[OpenAFS-devel] volserver hangs possible fix
Derrick J Brashear
shadow@dementia.org
Mon, 11 Apr 2005 14:10:01 -0400 (EDT)
> to BreakVolumeCallbacksLater, which doesn't do any callbacks itself.
> Rather, it walks the callback hash chains, and sets the callback
> delayed flag for all the callbacks for the requested volumeId.
> BreakVolumeCallbacksLater and BreakLaterCallBacks both need H_LOCK,
> but MultiBreakCallBack_r drops H_LOCK before the multirx loop. So, if
> I'm reading the code correctly, recent 1.3's aren't vulnerable to this
> deadlock.
That was in fact the point of the code.
> While auditing the callback code, I noticed some funky condition
> variable usage between FsyncCheckLWP and BreakVolumeCallbacksLater.

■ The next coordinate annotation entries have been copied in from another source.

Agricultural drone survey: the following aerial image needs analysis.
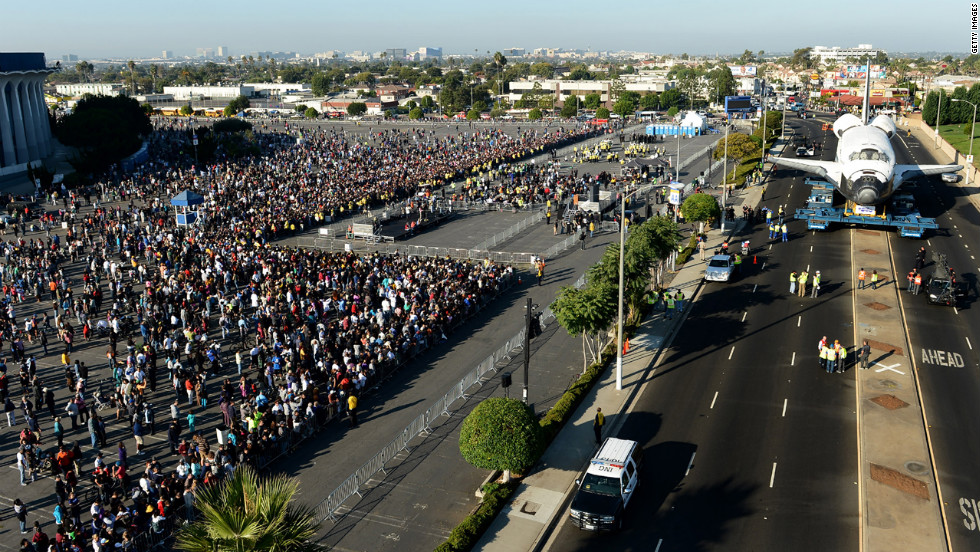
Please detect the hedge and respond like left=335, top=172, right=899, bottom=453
left=435, top=304, right=660, bottom=552
left=677, top=235, right=698, bottom=265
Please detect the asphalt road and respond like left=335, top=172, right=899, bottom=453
left=554, top=113, right=872, bottom=551
left=889, top=126, right=980, bottom=552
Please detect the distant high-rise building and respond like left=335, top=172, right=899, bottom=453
left=385, top=48, right=408, bottom=60
left=419, top=46, right=442, bottom=60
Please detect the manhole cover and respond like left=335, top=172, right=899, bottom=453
left=871, top=464, right=929, bottom=500
left=871, top=395, right=911, bottom=410
left=905, top=461, right=929, bottom=475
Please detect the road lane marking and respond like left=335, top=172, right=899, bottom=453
left=873, top=362, right=905, bottom=376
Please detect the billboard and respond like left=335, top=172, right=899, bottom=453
left=837, top=65, right=886, bottom=79
left=730, top=65, right=756, bottom=78
left=725, top=96, right=753, bottom=113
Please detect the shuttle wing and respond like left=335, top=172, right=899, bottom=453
left=895, top=165, right=963, bottom=182
left=773, top=157, right=843, bottom=188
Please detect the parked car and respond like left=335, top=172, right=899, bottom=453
left=704, top=255, right=735, bottom=282
left=569, top=437, right=643, bottom=532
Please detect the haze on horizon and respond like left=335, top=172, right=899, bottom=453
left=0, top=0, right=970, bottom=59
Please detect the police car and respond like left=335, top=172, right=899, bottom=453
left=570, top=437, right=643, bottom=531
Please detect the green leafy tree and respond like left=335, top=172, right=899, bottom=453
left=551, top=280, right=619, bottom=371
left=347, top=102, right=367, bottom=117
left=561, top=96, right=578, bottom=118
left=530, top=61, right=555, bottom=79
left=459, top=397, right=541, bottom=480
left=613, top=97, right=636, bottom=117
left=55, top=95, right=153, bottom=172
left=660, top=88, right=683, bottom=109
left=175, top=466, right=323, bottom=552
left=681, top=194, right=721, bottom=230
left=310, top=73, right=333, bottom=96
left=640, top=92, right=660, bottom=111
left=582, top=92, right=602, bottom=109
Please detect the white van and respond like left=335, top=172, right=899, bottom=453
left=570, top=437, right=643, bottom=531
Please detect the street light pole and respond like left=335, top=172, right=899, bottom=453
left=948, top=98, right=977, bottom=188
left=524, top=297, right=531, bottom=404
left=616, top=186, right=637, bottom=391
left=721, top=118, right=732, bottom=232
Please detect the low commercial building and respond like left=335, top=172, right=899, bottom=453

> One issue is BreakVolumeCallbacksLater calls pthread_cond_broadcast on
> fsync_cond without holding the associated lock. Here's a quick patch
> for that race:
There was a reason we did this:
>
> diff -uNr openafs-1.3.81-dist/src/viced/callback.c
> openafs-1.3.81-callback-race-fix/src/viced/callback.c
> --- openafs-1.3.81-dist/src/viced/callback.c 2005-03-11
> 02:03:46.000000000 -0500
> +++ openafs-1.3.81-callback-race-fix/src/viced/callback.c
> 2005-04-06 05:21:02.358508897 -0400
> @@ -1408,7 +1408,9 @@
>
> ViceLog(25, ("Fsync thread wakeup\n"));
> #ifdef AFS_PTHREAD_ENV
> + FSYNC_LOCK;
> assert(pthread_cond_broadcast(&fsync_cond) == 0);
> + FSYNC_UNLOCK;
> #else
> LWP_NoYieldSignal(fsync_wait);
> #endif
>
>
> Basically, FsyncCheckLWP treats the cond var like a semaphore. One
> solution that comes to mind is to add a global counter of outstanding
> delayed callbacks that is protected by FSYNC_LOCK, and have
> BreakVolumeCallbacksLater and other related functions increment it,
> and have BreakLaterCallBacks decrement it. Then, have FsyncCheckLWP
> call pthread_cond_timedwait only if the counter is zero.
that sounds like a decent way to deal. maybe later this week.